Allen: “These various tactics clearly worked in the end as Seven have reportedly renewed the contract at a near 15% discount; $75 million per annum to $65 million. plus a 2% a year rise, plus $7 million a year contra.

“We understand there is also a Cricket Australia revenue enhancer, or discounter, based on FTA ratings performance.

“Seven will cover the Tests and the Big Bash League (BBL) while Foxtel retains the T20 and One Day Internationals exclusively. The Women's Big Bash League is included on both.

“This means Foxtel’s contribution and proportion has increased from $125 million p.a. to near $140 million p.a., or from 60% to 65% of the total cost.”

Is it worth it?

Allen: “What media coverage of these rights issues do not often get is both Context and Perspective. Very simply, TV ratings deliver revenue.

“Thus it is primarily the ratings potential which does and should determine the amount of risk in any bid. Within this the extra ingredients are scheduling and hours of play.

“Plus any production costs, although these have come down as a lot of sports today provide their own host feed as the sports (particularly domestic) want to retain the copyright over coverage, digital rights and replay.

“Olympics are pretty simple; approximately 224 hours (on the primary channel) of live telecasting, however with modern technology, Seven have used up to 45 digital streaming channels simultaneously, plus use of their 3 Digital Broadcast channels.

“Cricket is much more variable due to weather, standard of competition….but anywhere from 368 hours to 460 - 500 hours depending on the schedule. BBL will be cut back from 61 matches in recent years back to a previous calendar of a 43 match competition. Presently Tests are around 30%-43% of hours. Tests are 75-80% daytime and presently out-rate BBL by around 2 to 1 despite BBL being nearly all Peak night.”

Analysts at investment bank Goldman Sachs: “Cricket Sports rights extended to 2031 with the seven-year package worth $1.512 billion (A$216 million p.a. Vs 2019-24 cost of $197 million p.a.).

“Despite now securing the FTA + shared digital rights (previously just Kayo), SWM expects $65 million in FY25 cash costs, representing a -13% reduction vs. the current agreement, with similar contra as previous.

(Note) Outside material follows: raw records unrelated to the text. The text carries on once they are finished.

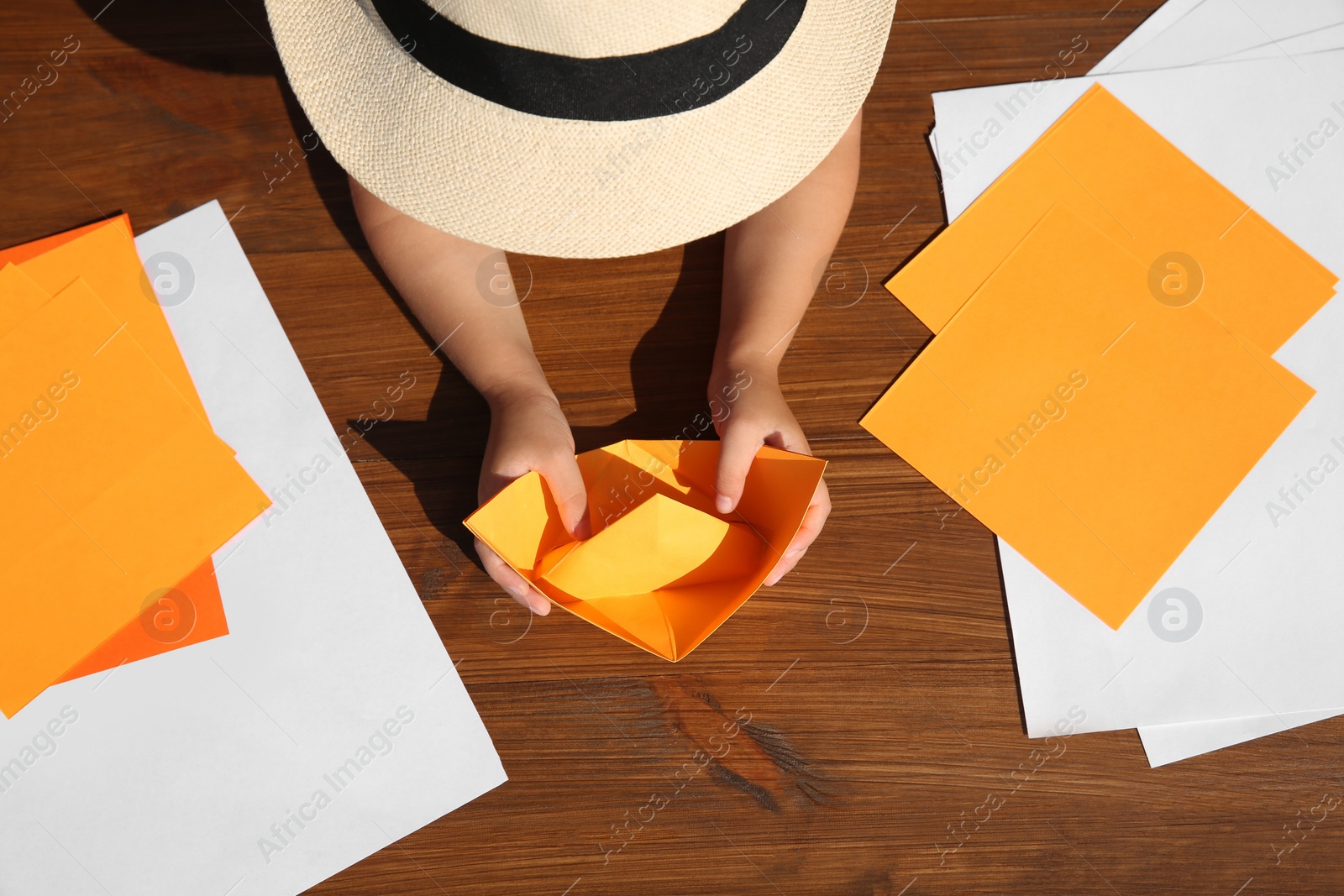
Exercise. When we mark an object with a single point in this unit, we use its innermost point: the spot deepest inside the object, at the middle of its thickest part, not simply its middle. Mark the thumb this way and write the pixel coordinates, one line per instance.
(562, 476)
(737, 450)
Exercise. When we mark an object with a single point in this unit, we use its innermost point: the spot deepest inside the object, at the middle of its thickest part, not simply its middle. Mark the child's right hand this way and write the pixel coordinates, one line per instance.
(528, 432)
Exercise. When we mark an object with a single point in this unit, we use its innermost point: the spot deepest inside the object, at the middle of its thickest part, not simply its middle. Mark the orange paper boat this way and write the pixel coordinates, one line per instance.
(663, 569)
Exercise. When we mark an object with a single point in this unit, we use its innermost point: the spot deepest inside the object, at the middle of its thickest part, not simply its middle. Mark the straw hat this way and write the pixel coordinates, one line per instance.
(580, 128)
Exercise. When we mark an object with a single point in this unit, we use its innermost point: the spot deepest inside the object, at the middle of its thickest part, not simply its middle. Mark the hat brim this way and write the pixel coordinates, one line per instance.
(575, 188)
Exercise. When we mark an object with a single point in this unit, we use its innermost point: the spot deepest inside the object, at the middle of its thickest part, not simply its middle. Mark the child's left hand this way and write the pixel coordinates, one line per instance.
(749, 411)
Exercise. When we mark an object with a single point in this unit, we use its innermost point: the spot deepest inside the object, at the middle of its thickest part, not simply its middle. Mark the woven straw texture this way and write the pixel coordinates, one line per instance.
(575, 188)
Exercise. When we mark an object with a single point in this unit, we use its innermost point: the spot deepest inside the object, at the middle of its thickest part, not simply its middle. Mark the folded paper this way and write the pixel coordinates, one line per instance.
(663, 569)
(1092, 426)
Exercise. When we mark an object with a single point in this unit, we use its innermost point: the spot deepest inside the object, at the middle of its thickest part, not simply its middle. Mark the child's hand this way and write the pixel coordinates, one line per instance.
(530, 432)
(750, 411)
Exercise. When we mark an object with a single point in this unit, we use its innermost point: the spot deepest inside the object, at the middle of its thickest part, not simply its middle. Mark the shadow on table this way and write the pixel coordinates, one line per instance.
(233, 38)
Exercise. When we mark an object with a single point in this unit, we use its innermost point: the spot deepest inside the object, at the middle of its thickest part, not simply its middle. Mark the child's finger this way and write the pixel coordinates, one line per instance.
(808, 532)
(562, 476)
(504, 575)
(737, 450)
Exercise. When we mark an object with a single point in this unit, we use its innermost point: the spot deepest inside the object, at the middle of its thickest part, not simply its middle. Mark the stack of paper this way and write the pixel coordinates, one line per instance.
(1168, 533)
(118, 490)
(329, 720)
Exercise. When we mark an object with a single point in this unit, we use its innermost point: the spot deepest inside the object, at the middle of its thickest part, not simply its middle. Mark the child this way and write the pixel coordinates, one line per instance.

“However we do note the new terms include a shorter BBL season (c.30% fewer games), and do not include 10 ‘Super Saturday’ BBL games held exclusively by NWS.

“While we see the discount SWM achieved vs historical costs as a positive outcome from the negotiations, especially when compared to other recent sportscost negotiations (Tennis/AFL/NRL increasing) and noting the inclusion of digital
rights, we believe this is offset by the smaller BBL schedule, and revenue share model (lower upside).”